Sermons

Summary: The marriage dedicated to Jesus Christ enjoys God’s faithfulness and compassions. God’s truths revealed in the Word of God will always remain unchanged.

The perfect Biblical presentation of this is found in Exodus 26:6,

“You shall make fifty clasp of gold, and join the curtains to one another with the clasps so that the tabernacle will be a unit.” (Exodus 26:6) Several translations say, “couple the curtains one to the other with clasps, so that the tabernacle may be a single whole one [unit].” (English Standard Version; King James)

Moses used the same Hebrew word for one (eḥāḏ) for the building of the tabernacle and for the bringing into the complex unity of man and woman for marriage. “This unity is diversity brought into harmony.” (Marriage, From Surviving to Thriving, Swindoll)

I especially appreciate an illustration from the book “Love Is A Choice.” What Moses was writing “is the picture that is seen in a figure-skating couple gliding across the ice. The man and woman intertwine their arms and legs, spinning and twirling in perfect synchronized movements with music playing. Their movements are individual, different, yet carefully executed so that you see them as one working unit. Then suddenly they part ways and move in opposite directions, spin in perfect unison, they come together again, creating a beautiful picture of two people living as “one-flesh.” (Marriage, From Surviving to Thriving, Swindoll)

The Christian marriage surrendered to the Lordship of Christ as head of the relationship has individual movements which are different, yet present to an on looking world a picture of unity, a couple working in harmony for the glory of God who created the marriage covenant.

Transitional Sentence: A marriage unified in Christ enjoys true Biblical intimacy. Moses wrote, “…The man and his wife were both naked, and they felt no shame.” (Genesis 2:25)

A Biblical marriage destroys thoughts of self-consciousness, they defeat shame, there is no fear of ridicule, no hang-ups, they can choose to avoid embarrassments and with Christ leading the marriage they miss the emotional hurts from abuse or poor choices.

Biblical intimacy avoids the world’s view which is sex driven to being victorious living through shared discussion, shared silence, shared history, yes, shared trials and heartaches, as well as shared joys.

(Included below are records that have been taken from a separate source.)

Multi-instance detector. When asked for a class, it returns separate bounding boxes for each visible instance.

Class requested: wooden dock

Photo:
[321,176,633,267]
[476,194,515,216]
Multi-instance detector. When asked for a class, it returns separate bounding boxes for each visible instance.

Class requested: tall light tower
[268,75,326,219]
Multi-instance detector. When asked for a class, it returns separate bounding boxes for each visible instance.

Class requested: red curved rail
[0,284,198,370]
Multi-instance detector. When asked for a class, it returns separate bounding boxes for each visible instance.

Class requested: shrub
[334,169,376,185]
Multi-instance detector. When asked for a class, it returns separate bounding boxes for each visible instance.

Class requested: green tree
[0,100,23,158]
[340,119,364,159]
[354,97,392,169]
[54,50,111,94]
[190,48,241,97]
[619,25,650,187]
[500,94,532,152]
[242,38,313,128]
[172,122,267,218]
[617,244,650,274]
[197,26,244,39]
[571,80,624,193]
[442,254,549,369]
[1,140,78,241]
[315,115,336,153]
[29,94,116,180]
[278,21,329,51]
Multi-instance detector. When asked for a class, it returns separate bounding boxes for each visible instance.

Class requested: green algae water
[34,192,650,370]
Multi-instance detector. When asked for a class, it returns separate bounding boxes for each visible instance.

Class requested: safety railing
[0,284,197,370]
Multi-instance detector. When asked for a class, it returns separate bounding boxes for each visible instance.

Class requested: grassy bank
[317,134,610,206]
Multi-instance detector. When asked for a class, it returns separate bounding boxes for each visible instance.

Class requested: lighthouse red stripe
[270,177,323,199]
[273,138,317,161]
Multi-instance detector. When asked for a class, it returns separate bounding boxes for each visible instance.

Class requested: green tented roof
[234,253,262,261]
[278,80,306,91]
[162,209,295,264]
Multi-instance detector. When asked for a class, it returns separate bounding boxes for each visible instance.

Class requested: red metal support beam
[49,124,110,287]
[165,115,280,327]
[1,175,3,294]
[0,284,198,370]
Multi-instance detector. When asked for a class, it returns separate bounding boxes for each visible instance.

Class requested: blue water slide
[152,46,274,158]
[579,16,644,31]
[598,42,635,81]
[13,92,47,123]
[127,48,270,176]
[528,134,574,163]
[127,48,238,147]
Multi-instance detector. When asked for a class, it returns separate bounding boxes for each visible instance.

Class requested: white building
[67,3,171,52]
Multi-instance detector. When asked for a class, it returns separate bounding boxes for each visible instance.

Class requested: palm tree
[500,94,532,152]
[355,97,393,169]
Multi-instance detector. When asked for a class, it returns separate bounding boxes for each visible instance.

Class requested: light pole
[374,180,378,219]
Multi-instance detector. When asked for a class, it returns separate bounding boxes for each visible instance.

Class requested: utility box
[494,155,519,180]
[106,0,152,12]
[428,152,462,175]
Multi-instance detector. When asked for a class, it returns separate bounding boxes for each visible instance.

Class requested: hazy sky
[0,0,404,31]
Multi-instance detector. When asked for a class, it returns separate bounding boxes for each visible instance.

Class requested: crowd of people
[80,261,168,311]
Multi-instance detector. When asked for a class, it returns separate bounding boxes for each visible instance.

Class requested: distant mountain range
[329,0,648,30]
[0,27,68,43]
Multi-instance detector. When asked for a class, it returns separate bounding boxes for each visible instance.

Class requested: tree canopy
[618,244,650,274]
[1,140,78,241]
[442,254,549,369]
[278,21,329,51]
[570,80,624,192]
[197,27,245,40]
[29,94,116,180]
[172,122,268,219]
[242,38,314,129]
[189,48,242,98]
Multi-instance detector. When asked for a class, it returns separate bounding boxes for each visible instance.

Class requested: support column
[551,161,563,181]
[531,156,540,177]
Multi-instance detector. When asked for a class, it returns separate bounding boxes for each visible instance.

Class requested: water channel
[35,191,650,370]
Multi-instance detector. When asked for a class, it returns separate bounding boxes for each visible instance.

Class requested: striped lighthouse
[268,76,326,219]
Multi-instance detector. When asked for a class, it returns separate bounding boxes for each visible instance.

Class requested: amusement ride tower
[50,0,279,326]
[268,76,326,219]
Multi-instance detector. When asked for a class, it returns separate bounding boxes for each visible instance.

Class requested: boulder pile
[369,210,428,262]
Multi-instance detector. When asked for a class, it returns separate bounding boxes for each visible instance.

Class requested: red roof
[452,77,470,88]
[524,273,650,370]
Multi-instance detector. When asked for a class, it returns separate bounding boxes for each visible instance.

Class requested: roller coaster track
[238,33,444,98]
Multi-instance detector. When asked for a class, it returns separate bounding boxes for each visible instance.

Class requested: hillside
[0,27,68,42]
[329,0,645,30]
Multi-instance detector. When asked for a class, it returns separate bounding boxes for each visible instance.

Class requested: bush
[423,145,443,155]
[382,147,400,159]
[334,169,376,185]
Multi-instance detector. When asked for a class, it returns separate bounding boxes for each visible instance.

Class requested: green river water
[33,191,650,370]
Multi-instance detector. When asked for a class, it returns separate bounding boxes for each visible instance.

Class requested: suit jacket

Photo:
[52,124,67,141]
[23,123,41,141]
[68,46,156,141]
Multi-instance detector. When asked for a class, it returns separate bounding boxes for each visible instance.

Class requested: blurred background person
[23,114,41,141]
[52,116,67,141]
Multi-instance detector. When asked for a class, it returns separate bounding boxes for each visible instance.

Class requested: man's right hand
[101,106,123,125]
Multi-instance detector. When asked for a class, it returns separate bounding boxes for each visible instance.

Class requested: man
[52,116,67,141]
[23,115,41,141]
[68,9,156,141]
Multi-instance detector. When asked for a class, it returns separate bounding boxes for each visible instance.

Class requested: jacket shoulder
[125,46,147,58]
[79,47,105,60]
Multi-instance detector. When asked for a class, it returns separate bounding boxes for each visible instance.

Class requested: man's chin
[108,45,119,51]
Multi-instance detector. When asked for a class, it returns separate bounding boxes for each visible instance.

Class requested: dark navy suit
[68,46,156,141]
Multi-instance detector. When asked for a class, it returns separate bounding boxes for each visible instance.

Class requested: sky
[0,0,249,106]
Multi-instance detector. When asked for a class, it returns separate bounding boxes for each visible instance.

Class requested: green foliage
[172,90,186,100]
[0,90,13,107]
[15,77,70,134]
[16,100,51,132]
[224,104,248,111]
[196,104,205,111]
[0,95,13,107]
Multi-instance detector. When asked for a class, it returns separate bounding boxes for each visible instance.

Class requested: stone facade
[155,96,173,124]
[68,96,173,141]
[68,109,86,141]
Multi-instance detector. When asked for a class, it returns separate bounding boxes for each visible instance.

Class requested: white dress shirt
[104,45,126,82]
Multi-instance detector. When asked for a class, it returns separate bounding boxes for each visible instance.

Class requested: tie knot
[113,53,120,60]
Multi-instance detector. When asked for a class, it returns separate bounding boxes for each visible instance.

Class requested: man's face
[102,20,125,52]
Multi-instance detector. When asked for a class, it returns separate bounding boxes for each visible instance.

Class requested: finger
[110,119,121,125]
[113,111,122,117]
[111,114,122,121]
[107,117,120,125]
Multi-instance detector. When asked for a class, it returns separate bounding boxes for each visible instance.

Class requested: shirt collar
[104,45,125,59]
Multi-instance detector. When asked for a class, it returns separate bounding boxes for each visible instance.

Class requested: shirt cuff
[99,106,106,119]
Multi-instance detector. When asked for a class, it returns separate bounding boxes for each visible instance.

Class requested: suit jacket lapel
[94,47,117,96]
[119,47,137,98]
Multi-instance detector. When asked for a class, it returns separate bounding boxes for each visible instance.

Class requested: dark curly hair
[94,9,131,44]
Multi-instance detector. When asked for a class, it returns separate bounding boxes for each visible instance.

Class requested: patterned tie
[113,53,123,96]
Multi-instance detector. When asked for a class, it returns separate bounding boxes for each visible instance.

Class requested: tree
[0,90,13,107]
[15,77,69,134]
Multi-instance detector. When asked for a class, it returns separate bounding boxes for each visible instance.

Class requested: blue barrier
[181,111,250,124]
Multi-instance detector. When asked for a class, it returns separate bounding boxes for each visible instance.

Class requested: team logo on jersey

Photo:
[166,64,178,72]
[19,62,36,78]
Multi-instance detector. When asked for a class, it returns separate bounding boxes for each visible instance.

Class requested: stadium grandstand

The marriage couple who builds on the essentials in this message has a husband who knows his “responsibility is to love his Lord so deeply and accept his [God given call] so completely that he gives himself to his wife without conditions. A marriage surrendered to the Lordship of Christ has a wife who knows her “responsibility to respect her husband so much that she gives herself to her husband without hesitations [every part of her life].” (Marriage, From Surviving to Thriving, Swindoll)

God’s call for marriage is intimacy not familiarity. Gordon Lester wrote, “Familiarity and intimacy are not the same. Each has a value in life, certainly in married life, but one is no substitute for the other. If one is confused for the other, we have the basis for major human and marital unrest. In marriage, familiarity is inescapable. It happens almost imperceptibly. Intimacy is usually hard to come by. It must be deliberately sought and opened up and responded to. Familiarity brings a degree of ease and comfort. Intimacy excitingly searches for deep understanding and personal appreciation.”